A striking observation was that the mouse brain cells, which did not carry the HD mutation, had developed huntingtin aggregates! This is strong evidence that the implanted mutant cells were able to pass abnormal huntingtin protein to their healthy neighbors, effectively getting them sick.
So how can a mutant protein spread between cells like an infection? The answer may lie in tiny messenger compartments called exosomes. These are structures that help neighboring cells communicate by sharing chemicals and proteins. Cells are encased in membranes, curved fatty barriers against the outside, like a big bubble. The membrane can pinch off a teeny tiny portion of itself to form a new little bubble, packed with cargo it wants to send to a cell down the lane. The little bubble merges with a new cell, and pop! The contents are now inside that cell.
To understand how the implanted HD cells were able to infect their neighbors, the scientists grew HD skin cells alongside healthy cells in dishes. When cells are grown in a dish in the laboratory, they live submerged in a bath of nutrients, so when exosomes are released, they enter the bath. Just like in the mouse brains, the neighbors of HD fibroblasts began to show signs of sickness – and they eventually developed huntingtin aggregates. Floating in the bathwater from the HD cells were exosomes containing mutant huntingtin, which merged with healthy cells, exposing them to harmful misfolded protein.
The final evidence that exosomes were the culprit came from another experiment in mice. The researchers isolated exosomes from the bathwater of HD fibroblasts using a series of pressure and filtration steps, the chemical equivalent of draining pasta through a strainer, on a microscopic scale. When they separated out the HD exosomes and transplanted them into the brains of newborn mice, those mice grew up and developed huntingtin aggregates as well as behavioral signs of HD. So mutant huntingtin proteins can travel from cell-to-cell via exosomes, infecting one another and perhaps speeding up the buildup of harmful aggregates.

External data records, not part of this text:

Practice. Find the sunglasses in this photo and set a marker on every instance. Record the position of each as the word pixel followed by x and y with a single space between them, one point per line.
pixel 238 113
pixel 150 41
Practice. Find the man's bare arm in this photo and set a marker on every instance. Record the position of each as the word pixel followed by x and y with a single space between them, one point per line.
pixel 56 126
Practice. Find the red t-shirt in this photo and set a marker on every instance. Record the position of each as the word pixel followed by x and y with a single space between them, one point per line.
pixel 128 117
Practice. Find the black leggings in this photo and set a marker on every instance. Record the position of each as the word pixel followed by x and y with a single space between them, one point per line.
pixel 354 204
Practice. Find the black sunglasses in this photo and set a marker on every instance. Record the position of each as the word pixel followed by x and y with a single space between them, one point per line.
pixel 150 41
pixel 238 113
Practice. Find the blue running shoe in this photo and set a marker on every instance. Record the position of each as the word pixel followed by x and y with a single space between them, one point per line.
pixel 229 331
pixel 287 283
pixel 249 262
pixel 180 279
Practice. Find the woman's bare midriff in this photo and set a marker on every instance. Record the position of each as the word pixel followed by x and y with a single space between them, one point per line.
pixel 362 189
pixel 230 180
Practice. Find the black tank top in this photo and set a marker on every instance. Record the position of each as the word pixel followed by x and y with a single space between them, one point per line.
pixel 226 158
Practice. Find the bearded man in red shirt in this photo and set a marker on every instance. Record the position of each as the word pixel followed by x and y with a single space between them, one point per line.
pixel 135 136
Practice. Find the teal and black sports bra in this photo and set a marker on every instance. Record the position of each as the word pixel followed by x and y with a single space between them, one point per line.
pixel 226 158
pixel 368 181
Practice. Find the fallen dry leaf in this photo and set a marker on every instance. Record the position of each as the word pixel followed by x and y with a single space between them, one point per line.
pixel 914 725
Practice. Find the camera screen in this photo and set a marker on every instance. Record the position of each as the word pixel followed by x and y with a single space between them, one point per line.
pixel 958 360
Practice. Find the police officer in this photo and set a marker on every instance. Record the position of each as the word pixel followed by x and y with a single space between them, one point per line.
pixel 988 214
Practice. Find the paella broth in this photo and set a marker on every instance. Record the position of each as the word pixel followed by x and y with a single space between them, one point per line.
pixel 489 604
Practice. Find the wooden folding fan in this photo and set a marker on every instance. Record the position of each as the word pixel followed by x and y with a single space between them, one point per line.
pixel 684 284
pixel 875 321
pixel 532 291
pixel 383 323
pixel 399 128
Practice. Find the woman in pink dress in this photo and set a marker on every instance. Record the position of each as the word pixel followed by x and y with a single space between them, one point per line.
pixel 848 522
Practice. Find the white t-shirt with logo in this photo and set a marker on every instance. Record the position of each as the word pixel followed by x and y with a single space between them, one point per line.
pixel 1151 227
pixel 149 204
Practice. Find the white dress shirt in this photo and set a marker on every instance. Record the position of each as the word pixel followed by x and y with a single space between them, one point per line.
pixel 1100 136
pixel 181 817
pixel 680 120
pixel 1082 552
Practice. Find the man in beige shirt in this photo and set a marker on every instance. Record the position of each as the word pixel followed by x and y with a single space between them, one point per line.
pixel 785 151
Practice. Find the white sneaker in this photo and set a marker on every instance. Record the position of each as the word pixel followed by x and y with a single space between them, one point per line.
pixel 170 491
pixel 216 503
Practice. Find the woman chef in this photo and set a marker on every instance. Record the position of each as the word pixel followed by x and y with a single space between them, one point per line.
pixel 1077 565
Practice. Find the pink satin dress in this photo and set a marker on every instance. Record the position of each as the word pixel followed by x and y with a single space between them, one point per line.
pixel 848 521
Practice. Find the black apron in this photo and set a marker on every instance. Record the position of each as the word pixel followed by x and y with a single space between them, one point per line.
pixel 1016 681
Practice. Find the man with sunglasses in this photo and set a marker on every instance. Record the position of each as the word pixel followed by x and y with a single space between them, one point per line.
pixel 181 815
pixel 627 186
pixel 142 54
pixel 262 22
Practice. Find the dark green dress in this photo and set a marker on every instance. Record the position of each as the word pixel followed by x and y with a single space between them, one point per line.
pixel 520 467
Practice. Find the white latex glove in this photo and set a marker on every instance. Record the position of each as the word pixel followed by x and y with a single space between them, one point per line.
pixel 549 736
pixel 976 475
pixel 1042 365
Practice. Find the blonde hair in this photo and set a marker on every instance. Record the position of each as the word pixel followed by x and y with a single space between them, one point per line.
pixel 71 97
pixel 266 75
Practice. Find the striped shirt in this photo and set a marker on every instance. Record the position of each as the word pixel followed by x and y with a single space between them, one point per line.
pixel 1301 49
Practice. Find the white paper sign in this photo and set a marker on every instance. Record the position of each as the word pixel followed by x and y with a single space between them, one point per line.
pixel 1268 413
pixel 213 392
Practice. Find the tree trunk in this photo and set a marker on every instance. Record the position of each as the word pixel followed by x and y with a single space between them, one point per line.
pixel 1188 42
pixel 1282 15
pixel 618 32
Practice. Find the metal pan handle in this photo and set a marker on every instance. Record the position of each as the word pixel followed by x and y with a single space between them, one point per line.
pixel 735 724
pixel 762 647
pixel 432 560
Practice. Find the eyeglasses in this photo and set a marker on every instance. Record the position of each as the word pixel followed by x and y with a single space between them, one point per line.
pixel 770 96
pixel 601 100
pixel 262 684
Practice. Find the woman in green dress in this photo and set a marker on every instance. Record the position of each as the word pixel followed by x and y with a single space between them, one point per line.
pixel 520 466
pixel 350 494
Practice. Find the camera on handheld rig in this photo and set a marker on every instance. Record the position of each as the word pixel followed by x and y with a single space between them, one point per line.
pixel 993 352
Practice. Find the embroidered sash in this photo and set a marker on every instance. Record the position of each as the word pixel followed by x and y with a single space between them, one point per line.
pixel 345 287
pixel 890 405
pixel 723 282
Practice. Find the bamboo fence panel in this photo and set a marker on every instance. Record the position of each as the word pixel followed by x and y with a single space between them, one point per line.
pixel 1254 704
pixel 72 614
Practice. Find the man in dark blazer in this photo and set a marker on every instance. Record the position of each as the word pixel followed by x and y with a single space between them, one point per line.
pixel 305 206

This study is a clear example of how an improperly folded disease protein can trigger a chain reaction in healthy cells, making them sick, too. In the HD brain, it’s possible that some misfolded mutant huntingtin gets packaged into exosomes because it’s simply a way to unload an insurmountable pile of laundry. When a sick cell’s neighbor is already genetically vulnerable because it too has the HD mutation, receiving that extra pile of work could push it over the edge, leading it to develop its own aggregates.
The results of this work are extremely informative for the design of current and future therapies for HD. In particular, our approaches to cell replacement therapy and gene silencing will be shaped by the knowledge that mutant huntingtin can travel between cells. The tactic of cell replacement therapy – filling in brain areas damaged by HD with new, healthy cells – may unfortunately be impractical, if the new cells are likely to acquire aggregates from their neighbors and become sick.
As for gene silencing (shutting off the HD gene), some of our current approaches involve localized delivery of drugs to a vulnerable part of the brain. This approach has been promising, but it’s extremely difficult to get a drug into every single cell. We will have to take into account that it could be possible for untreated cells to pass mutant huntingtin back into treated cells, undermining the treatment. Well-designed research showing that cell-to-cell transfer of abnormal huntingtin is plausible has provided an essential piece of information that will extend our ability to develop and assess future therapies. Finally, using this knowledge to stop the spread of aggregates is a new avenue to investigate in HD.